April 1, 2019
Cultures have long defined manufacturing design processes. In North America, product design is traditionally a handoff to the manufacturing engineers, a “make this” workflow. Other countries give more power to manufacturing engineers; design becomes an artifact of the available fabrication processes. The Japanese have a word for it, monozukuri, which roughly translates into “the thing and the act of its making.”
Additive manufacturing (AM) offers to bridge the gap between what designers can envision and machinists can fabricate. As it turns out, manufacturability is just as defining for AM as it is for traditional factory processes. The thing and act of its making are still intertwined.
“AM is increasingly viewed as a complementary manufacturing technology for final products, including metal,” says Bart Van den Berg, a software research engineer at Materialise. “There is a clear need to increase productivity and efficiency in the process.”
Metal AM is just now “becoming mainstream enough that people are starting to talk about challenges and problems,” says Chad Barden, CEO of Atlas 3D, a CAE startup with a new simulation tool for metal AM. “Before it was black art; now it is becoming more of a science. Professionals are collaborating, sharing problems and solutions ... When you have a group of professionals who say ‘my gut told me to print it this way’ you don’t get a lot of sharing. It is hard to share gut instinct.”
Metal AM Workflow Constraints
Metal AM printer manufacturer Renishaw advises its customers to consider four factors when designing for AM:
1. Residual stress: There is constant rapid heating and cooling as each new layer is created in a metal 3D print job.

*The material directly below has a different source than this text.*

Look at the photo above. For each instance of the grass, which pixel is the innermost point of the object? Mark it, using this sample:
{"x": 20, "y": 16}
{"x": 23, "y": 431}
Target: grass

The result is constant stress that affects the new metal and the existing form. If the particulars of the part and its formation are extreme enough, stress may exceed the strength of the part.
2. Orientation: By default, build direction is defined as the Z axis (vertical from the build plate). How a part comes together inside the build chamber can create new problems related to surface finish, build time and the need for support structures.
3. Support structures: Renishaw advises its customers that it is a bad engineering practice to over-rely on supports to overcome an orientation issue in AM part production. “Excessive reliance on supports is an indicator of a ‘marginal’ part geometry.”
4. Optimization: Topological optimization, including internal lattice structures, is increasingly being used in design for AM. Topological optimization should not be confused with functional optimization; tradeoffs between the two may be required to reach an optimal design for AM.
“The promise of additive manufacturing is virtually unlimited design freedom, but designers have a hard time understanding how to access that design space,” says Brent Stucker, Ph.D., director of additive manufacturing at ANSYS. His colleague Justin Hendrickson tells of a situation where a company printed a metal foam structure designed to be optimal for strength-to-size ratio. A computed tomography scan revealed “the printed shape was not very close to the original,” says Hendrickson, because there was no accounting for the stresses.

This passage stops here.